Find answers from the community

Updated 2 years ago

When setting up for indexing for my data

At a glance
When setting up for indexing for my data files is it best to have 1 doc per data topic. "Page Build" and another for "Page Layout" both in their own documents or does that not matter once it goes into the json anyway?

What is the best way to use List Indexing for Keyword search?
L
M
11 comments
I think separate documents will work best, at least in my experience

On the list index, you can include a list of keywords at query time. If a text node doesn't contain one of the keywords, it will skip that node.
Ok Cool, I was just starting to do that. So each doc will have their own title - Example Pages, Structure, Components.

Does the title of the doc also help with queries?
If the title is in the document text, yea it definitely helps
Also when it comes to the text within the document, how is it being read?

Example

Header 1 - Styling | Does this give more strength for the query?

Also for Code,

If I have Code Blocks should I be also adding "Code" before the blocks.
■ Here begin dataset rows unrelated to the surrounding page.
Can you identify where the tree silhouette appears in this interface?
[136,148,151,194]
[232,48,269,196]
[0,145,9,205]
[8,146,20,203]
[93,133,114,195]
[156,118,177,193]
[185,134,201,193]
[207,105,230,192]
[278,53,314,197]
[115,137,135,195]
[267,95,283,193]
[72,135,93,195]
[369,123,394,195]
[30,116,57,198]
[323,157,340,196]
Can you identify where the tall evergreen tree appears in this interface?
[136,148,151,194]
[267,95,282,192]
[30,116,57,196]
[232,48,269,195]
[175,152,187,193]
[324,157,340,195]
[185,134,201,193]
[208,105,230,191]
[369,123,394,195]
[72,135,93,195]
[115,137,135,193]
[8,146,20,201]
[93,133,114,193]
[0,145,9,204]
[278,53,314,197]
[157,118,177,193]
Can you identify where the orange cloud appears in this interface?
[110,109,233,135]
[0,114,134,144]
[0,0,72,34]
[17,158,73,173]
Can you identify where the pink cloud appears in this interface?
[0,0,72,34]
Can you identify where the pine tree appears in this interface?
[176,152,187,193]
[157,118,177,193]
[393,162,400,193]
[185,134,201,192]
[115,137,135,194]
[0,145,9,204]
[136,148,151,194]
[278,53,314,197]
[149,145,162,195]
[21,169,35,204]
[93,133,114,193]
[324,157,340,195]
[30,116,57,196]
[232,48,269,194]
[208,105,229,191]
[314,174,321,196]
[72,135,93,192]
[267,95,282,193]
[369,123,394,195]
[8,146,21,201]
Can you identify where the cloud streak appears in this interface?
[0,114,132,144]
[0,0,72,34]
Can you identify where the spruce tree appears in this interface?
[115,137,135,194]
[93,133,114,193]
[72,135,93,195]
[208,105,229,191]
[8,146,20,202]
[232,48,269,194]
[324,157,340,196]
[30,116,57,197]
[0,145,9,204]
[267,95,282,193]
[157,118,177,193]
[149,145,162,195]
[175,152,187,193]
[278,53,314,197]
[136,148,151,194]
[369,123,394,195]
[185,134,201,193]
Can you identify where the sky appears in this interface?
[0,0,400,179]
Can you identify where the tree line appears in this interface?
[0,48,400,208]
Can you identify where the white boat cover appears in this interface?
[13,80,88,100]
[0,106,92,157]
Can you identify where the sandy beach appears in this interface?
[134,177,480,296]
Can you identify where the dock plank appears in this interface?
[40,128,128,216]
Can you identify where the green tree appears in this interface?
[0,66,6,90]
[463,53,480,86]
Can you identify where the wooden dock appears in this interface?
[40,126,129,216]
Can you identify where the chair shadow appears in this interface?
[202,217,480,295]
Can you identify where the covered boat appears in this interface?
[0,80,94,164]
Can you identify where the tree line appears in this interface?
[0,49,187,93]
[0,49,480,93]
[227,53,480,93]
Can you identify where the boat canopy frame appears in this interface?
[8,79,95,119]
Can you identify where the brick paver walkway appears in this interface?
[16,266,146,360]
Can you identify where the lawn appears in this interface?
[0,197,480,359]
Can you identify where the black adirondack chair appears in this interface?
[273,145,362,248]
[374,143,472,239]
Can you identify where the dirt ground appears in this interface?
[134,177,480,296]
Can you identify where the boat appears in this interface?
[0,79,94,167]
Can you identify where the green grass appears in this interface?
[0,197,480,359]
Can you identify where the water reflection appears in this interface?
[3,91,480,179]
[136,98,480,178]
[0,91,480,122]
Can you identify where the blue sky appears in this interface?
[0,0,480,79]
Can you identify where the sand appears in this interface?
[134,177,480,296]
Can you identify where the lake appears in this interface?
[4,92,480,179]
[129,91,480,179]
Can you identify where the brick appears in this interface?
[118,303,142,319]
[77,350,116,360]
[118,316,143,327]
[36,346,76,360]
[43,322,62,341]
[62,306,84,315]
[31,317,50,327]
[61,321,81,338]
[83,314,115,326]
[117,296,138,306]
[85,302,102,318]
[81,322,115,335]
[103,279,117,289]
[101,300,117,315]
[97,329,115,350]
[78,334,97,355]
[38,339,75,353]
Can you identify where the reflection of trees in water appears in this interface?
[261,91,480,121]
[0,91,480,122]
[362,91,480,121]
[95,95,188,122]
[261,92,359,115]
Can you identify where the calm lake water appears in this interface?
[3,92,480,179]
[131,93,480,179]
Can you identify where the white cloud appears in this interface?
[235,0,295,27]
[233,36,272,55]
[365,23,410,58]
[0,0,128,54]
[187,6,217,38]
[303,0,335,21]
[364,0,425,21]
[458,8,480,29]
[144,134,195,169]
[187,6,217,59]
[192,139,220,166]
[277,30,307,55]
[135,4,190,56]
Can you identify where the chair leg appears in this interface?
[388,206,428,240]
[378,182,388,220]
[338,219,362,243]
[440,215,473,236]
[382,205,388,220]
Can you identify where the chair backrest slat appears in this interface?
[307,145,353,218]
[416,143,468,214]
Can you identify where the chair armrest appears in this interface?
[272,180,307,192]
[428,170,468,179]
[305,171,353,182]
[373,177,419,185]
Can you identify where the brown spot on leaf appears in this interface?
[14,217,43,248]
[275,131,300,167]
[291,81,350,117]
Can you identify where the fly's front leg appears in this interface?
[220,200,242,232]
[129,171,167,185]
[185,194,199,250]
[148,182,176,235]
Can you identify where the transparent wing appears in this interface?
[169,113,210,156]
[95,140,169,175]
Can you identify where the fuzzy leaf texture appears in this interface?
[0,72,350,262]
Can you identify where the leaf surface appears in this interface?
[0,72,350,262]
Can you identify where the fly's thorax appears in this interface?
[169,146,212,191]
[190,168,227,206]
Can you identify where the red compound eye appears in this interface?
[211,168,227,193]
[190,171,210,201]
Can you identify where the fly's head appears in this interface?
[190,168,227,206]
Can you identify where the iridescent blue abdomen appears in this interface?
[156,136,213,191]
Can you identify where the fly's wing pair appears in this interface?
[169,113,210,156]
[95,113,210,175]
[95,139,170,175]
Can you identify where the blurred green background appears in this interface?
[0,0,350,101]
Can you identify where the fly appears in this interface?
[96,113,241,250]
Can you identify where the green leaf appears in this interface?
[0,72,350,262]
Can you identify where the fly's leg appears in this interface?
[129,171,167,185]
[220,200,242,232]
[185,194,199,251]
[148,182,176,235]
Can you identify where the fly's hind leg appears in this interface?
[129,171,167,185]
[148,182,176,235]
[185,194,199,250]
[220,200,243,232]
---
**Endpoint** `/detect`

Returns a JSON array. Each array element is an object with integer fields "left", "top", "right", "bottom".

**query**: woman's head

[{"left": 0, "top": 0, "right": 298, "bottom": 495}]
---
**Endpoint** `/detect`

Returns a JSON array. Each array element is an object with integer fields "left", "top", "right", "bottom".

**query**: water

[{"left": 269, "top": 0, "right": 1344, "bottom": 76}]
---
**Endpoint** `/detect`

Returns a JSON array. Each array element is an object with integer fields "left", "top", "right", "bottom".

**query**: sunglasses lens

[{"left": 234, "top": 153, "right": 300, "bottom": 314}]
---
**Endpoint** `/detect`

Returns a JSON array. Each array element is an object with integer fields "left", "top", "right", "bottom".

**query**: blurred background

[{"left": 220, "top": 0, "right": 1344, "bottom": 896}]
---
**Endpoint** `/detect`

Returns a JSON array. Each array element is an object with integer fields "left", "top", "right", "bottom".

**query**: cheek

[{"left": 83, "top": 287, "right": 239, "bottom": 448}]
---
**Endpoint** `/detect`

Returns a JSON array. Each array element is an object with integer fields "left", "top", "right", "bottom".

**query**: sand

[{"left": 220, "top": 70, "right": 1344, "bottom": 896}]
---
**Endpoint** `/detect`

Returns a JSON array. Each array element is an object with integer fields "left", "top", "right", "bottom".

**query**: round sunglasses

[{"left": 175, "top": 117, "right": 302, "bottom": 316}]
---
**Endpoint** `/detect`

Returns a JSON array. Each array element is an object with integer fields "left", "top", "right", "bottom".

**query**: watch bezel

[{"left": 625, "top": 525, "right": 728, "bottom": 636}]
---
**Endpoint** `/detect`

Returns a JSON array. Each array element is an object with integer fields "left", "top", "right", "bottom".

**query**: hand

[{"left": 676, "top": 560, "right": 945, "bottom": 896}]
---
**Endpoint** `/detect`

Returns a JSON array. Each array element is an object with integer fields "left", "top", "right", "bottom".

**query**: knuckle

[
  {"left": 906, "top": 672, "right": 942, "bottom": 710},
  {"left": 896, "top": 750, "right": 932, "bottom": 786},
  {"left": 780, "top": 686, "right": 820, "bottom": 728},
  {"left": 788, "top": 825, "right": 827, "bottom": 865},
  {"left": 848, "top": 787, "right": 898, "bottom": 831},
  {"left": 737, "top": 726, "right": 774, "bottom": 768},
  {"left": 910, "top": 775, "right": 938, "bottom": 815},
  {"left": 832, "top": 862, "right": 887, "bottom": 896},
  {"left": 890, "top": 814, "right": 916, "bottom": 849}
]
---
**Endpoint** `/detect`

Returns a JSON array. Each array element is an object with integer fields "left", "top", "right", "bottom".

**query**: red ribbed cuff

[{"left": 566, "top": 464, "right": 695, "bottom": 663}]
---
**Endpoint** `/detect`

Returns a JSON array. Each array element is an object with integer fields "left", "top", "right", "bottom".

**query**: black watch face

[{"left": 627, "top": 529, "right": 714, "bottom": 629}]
So again does that help the indexing?
Yea I think that helps for sure! Anything that will help the model make sense of what it is about to read πŸ“š πŸ‘Œ
Definitely try to test small and test first though. Although it sounds like you've got a good handle on things
So I can see it reads a lot of different types of files, I wonder if some are better then others.

LIke a text doc if you copy pasta directly from a site it wont take the formatting with it. So everything is basically on the same level. As in the Header and Paragraph. I wonder if I put it into a markdown format and put that into a text doc would it play better. Beause we know that OpenAI LLM knows what a header is etc.
Yea I think that might be helpful! You can parse the raw markdown yourself, and llama_index also has a markdown parser.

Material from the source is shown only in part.